Text jokes yesterday were mostly about our "honorable" senators losing sleep and getting sore butts from sitting it out in a battle of nerves at the Senate. Yesterday one senator said they had finally resolved their row, and that they had crafted a four-paragraph resolution after two hours of negotiations and 12 pieces of balut.

Now people are hoping that the lack of sleep and the high cholesterol in the duck embryo will do their job — meaning wreak havoc on the blood pressure of all the senators and put all of them out of their misery.

Fortunately, most children aren’t interested in prime-time news. Otherwise they might also resort to sit-ins when they can’t get what they want. Our militant groups, on the other hand, need no additional inspiration from senators. Teachers, students, workers walk out of their classes and their jobs at the drop of a hat. No wonder the quality of education is going down the drain and we can’t get any work done.

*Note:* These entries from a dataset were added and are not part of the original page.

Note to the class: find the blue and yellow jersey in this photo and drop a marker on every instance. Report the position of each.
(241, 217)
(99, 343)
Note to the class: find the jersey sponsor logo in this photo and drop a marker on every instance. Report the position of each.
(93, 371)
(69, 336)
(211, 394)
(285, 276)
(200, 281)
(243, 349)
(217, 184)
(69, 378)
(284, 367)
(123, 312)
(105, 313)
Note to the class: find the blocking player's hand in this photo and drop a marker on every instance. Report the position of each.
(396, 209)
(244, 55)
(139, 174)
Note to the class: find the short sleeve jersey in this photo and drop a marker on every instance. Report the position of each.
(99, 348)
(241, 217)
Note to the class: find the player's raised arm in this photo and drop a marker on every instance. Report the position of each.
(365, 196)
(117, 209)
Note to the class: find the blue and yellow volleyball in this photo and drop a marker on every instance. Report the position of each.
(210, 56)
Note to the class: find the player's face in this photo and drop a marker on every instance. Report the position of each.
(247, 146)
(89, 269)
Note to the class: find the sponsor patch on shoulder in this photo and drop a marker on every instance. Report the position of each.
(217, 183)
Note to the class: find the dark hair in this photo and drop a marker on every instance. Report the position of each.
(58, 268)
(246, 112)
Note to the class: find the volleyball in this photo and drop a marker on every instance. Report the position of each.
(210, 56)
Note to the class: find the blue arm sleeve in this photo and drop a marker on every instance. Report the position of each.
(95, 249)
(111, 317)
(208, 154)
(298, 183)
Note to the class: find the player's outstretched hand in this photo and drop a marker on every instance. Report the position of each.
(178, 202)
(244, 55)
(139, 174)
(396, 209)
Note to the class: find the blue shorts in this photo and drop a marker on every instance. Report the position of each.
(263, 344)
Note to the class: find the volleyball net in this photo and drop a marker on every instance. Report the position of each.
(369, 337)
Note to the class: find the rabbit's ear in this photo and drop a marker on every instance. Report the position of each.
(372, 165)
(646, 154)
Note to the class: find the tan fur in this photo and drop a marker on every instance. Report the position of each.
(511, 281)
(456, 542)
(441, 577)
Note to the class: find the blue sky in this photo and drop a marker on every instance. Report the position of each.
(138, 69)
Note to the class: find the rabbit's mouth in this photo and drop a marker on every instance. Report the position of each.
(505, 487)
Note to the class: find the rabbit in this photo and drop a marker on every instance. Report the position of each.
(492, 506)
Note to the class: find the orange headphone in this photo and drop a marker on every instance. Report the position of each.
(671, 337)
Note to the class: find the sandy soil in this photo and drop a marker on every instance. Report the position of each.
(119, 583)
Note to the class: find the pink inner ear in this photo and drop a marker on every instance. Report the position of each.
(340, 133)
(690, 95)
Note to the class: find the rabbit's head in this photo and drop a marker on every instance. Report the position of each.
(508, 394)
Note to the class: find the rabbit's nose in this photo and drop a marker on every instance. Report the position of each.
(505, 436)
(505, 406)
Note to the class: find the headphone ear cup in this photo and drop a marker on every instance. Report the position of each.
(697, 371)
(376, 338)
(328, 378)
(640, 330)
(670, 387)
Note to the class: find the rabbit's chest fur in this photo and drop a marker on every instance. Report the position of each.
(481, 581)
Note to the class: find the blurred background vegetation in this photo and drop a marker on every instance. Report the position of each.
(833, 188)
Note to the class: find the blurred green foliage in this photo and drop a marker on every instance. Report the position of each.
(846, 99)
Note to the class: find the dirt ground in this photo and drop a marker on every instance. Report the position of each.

Yesterday some of the senators were spotted sleeping at the session hall. Of course they also needed to sleep, but it led to inevitable quips that they were sleeping on the job. Not that it mattered. After a year and a half the public has become used to disappointment after disappointment from the members of the Senate. No wonder new Foreign Affairs Secretary Blas Ople reportedly heaved a big sigh of relief after bidding the Senate farewell.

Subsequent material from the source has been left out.